Corporate governance and management

The company’s board and executive team featured individuals with backgrounds spanning technology and finance, interacting with institutional shareholders including Aston Martin Lagonda Global Holdings-style investors, private equity firms and public markets via listings that engaged London Stock Exchange participants and advisory services like Ernst & Young and KPMG. Management responsibilities intersected with legal counsel from firms comparable to Linklaters and Freshfields Bruckhaus Deringer during corporate actions. Executive succession, board committees and audit oversight mirrored governance practices observed at peers such as Micro Focus International and Sage Group.

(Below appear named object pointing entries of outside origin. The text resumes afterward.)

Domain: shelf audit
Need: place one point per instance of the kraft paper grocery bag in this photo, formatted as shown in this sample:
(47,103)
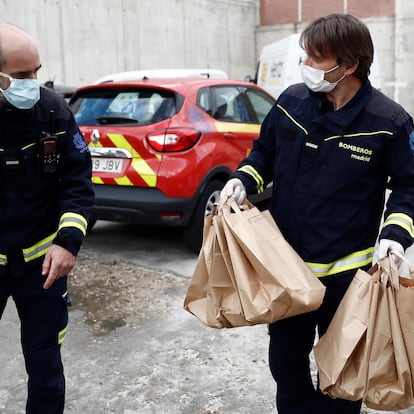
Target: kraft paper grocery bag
(363,354)
(272,280)
(212,296)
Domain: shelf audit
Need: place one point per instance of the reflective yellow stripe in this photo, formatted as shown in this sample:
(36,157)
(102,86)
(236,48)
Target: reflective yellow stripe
(402,220)
(39,249)
(73,220)
(292,119)
(62,335)
(248,169)
(359,134)
(352,261)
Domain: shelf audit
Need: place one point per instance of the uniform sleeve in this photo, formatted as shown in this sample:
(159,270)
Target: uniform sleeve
(76,190)
(256,171)
(398,216)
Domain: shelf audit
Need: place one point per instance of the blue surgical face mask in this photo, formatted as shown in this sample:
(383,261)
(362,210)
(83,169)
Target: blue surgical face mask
(21,93)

Financial performance and controversies

WANdisco’s financial trajectory involved revenue recognition debates, capital raises and interactions with auditors and regulators akin to cases seen at Tesco, Autonomy Corporation and Wirecard in terms of market scrutiny. Financial reporting periods attracted attention from analysts at Barclays Capital, Morgan Stanley, UBS and Jefferies. The company undertook rights issues, secondary placings and investor communications consistent with public companies on the London Stock Exchange and engaged with regulatory bodies comparable to Financial Conduct Authority and U.S. Securities and Exchange Commission on disclosure practices.

Customers and deployments

WANdisco’s deployments targeted enterprises with petabyte-scale storage and global operations, similar to use cases at Netflix, PayPal, Alibaba Group, Tencent and SAP. Representative sectors included telecommunications providers such as Verizon and Vodafone, energy firms like BP and Shell, and public sector agencies analogous to National Health Service (England) and United States Department of Defense. Deployments often involved migration projects from legacy data lakes to cloud platforms for analytics workloads run on Apache Spark and querying through Presto or Impala (software).

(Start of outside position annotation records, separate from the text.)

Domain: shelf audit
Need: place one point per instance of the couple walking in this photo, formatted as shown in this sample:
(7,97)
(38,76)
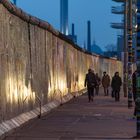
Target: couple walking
(115,85)
(92,81)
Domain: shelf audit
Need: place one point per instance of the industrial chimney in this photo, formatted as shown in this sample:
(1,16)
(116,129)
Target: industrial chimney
(64,16)
(15,2)
(89,36)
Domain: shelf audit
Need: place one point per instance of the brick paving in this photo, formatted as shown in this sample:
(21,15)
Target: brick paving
(102,119)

Research and open source contributions

The company engaged with open source communities, contributing to interoperability with projects under the Apache Software Foundation umbrella, and publishing engineering insights aligned with work from University of California, Berkeley and Carnegie Mellon University. Collaboration and compatibility efforts touched initiatives like Apache Hadoop, Apache Subversion, Apache Spark and container ecosystems Docker and Kubernetes. WANdisco engineers participated in conferences analogous to ApacheCon, Strata Data Conference, KubeCon and Open Source Summit to present technical papers and case studies.